While a majority of the housing market was being swept up by investors, there is a trend showing traditional homebuyers are now reentering the market as big players.
In recent years, cash buyers and investors have taken advantage low prices and interest rates to buy distressed properties. According to the National Association of Realtors, investors bought 1.23 million homes in 2011, up 64.5 percent over 2010. However, that trend seems to be changing. New data has confirmed the recent surge in home sales indicates traditional homebuyers have begun to reenter the market. Cash home transactions, common among investors, were at 29 percent in April, down from 32 percent in March.
Traditional homebuyers are now taking advantage of the high affordability conditions. Realtors selling distressed and non-distressed homes nationwide are seeing growing numbers of homebuyers intending to occupy the properties putting down bids. Multiple offers are being made on properties and it is no longer solely the investors getting into bidding wars on properties.
Although economists agree that the housing market’s worst days are behind it, they say cash investors will continue to play a crucial role in nursing it back to health.
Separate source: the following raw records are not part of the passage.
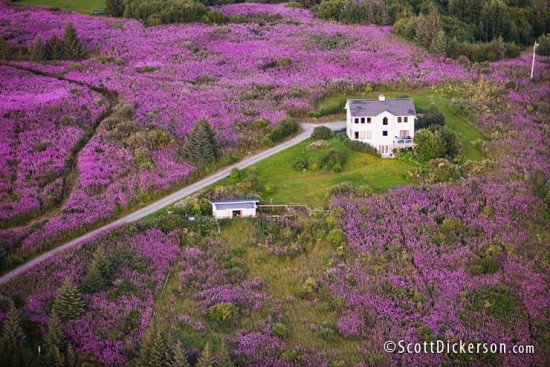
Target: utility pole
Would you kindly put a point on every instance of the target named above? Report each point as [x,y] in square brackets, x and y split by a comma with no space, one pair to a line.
[533,64]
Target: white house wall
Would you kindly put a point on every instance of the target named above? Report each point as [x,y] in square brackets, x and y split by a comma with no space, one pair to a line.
[228,213]
[376,129]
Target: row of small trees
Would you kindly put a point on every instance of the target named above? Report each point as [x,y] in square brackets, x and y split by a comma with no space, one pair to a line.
[157,350]
[68,48]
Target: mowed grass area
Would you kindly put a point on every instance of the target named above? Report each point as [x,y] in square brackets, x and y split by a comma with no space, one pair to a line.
[310,187]
[423,100]
[81,6]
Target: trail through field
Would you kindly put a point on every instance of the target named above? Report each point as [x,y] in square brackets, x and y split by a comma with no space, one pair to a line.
[307,129]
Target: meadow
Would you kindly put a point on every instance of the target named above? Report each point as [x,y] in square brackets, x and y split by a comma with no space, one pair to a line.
[81,6]
[465,260]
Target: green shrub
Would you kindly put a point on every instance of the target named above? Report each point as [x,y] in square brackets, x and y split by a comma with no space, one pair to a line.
[436,170]
[432,116]
[336,237]
[321,132]
[358,146]
[300,164]
[314,164]
[223,312]
[285,128]
[279,329]
[334,158]
[544,45]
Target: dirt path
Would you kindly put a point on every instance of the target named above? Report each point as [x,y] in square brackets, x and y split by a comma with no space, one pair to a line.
[169,199]
[70,172]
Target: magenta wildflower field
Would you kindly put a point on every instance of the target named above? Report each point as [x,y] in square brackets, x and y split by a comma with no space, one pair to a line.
[82,141]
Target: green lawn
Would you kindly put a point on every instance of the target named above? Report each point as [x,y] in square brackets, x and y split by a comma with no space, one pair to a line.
[423,100]
[310,187]
[81,6]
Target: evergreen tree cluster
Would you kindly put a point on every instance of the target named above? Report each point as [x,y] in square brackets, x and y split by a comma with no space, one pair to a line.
[157,350]
[202,143]
[68,302]
[17,351]
[98,272]
[115,8]
[479,30]
[68,48]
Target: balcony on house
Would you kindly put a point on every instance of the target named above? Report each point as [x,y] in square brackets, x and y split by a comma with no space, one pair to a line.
[403,142]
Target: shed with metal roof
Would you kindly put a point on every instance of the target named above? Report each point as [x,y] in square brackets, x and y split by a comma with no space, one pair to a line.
[234,208]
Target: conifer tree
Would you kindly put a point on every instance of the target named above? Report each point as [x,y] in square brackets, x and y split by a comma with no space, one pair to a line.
[206,359]
[94,280]
[68,303]
[38,50]
[53,47]
[55,336]
[224,357]
[103,262]
[439,43]
[11,329]
[72,357]
[4,49]
[114,8]
[72,48]
[202,143]
[177,357]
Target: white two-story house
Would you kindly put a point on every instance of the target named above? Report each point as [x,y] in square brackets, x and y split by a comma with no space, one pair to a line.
[384,123]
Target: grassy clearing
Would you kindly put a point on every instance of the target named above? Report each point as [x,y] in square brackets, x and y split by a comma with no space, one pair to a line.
[81,6]
[423,100]
[283,278]
[310,187]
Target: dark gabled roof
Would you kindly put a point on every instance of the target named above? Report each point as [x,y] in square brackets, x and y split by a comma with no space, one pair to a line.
[234,204]
[374,107]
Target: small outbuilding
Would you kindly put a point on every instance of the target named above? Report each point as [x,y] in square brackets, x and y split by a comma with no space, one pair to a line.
[234,208]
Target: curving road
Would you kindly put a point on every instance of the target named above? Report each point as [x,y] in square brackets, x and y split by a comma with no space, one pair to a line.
[169,199]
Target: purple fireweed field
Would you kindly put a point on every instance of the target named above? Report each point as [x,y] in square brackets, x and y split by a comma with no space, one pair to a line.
[80,141]
[175,74]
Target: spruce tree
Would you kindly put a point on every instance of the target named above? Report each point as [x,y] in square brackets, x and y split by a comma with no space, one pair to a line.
[55,336]
[94,280]
[71,357]
[114,8]
[4,49]
[53,47]
[103,262]
[177,357]
[68,303]
[224,357]
[38,50]
[439,43]
[72,48]
[11,329]
[206,359]
[202,143]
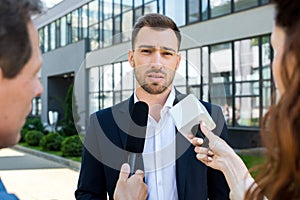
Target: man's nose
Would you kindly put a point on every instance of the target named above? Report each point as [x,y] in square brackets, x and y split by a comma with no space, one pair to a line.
[156,57]
[39,89]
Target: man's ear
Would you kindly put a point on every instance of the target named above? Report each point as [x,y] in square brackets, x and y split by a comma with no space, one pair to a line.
[178,61]
[130,58]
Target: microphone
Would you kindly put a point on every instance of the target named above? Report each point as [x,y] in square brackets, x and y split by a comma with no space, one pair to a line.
[136,133]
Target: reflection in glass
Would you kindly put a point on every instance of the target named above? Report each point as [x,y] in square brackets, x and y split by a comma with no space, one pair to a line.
[266,57]
[108,32]
[93,12]
[266,96]
[84,21]
[150,8]
[138,12]
[126,5]
[204,11]
[46,39]
[117,7]
[246,111]
[127,78]
[180,75]
[246,60]
[193,11]
[63,31]
[94,79]
[219,7]
[107,9]
[117,30]
[176,11]
[75,26]
[41,37]
[126,26]
[94,104]
[52,36]
[194,74]
[94,36]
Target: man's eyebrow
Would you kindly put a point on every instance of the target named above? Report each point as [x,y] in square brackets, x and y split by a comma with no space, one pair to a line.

Cash buyers also carry an advantage that many middle-class homebuyers lack: They have enough money in the bank to qualify for a mortgage. According to NAR data, an individual who purchased an investment property in 2011 had a median income of $86,100, compared to the $49,445 average median household income an American family earned in 2010, the Census Bureau reported.
Tight lending conditions still preclude many families who might have qualified for mortgages prior to the recession from buying, but that is less of an issue for investors and cash buyers. Economists say the latest figures offer some true signs of recovery for the nations stressed housing market since its fall in 2006 due to loose lending requirements.